The Last Act
When the sun takes a final bow, its luminous gown glittering as it leaves the stage, and the audience stands, stretches, files out of the theater, only then do the fireflies enter, lighting their delicate lamps to show us the way out, and they hover over the edges of the grass like our smallest hopes, evening’s fading beacons. We drive past the fields in our rented sedans, windows sealed against the heat, we stretch our feet in our stiff shoes, the lights flying past, those tiny flares floating above the grass, we roar by, our engines, our wheels, our windows sealed, the fields aspark under that lowering curtain, and we strain to see them, wait for that slight hint, as if someone is whispering the word: fire. So quietly, so gently, so brief, it’s almost as if we imagined that bit of air, we crane our necks, waiting for the next flash, holding our breath, hoping, hoping, remembering those moments, when we caught them inside the globe of our clasped hands, put them in a jar, and screwed on a lid with holes in the top, a starry sky for the jar of the world, and we carried the world into our room, and we peered through its glass walls, the pulsing lights, the glimmering hopes, which we hold in our hands, which we watch in the dark, those flashes, each like a star shorting out and out.

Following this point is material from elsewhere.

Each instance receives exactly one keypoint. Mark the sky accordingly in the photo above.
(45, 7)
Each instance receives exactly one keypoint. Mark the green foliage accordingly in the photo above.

Copyright © 2025 by Lauren K. Watel. Originally published in Poem-a-Day on May 7, 2025, by the Academy of American Poets.
“Driving at dusk in summer, past fields flickering with fireflies, I imagined the end of the day as the end of a play, the fireflies like small lamps leading us out of the theater. Fireflies are in danger, their numbers dwindling due to pollution, pesticides, and loss of habitat. So magical and delicate, their brief, intermittent flashing becomes a reminder of the fragility of memory, of the past, of all life. Ultimately, the last act of the title refers not only to the end of day but also to our end as a species, as we heedlessly plunder our planet.”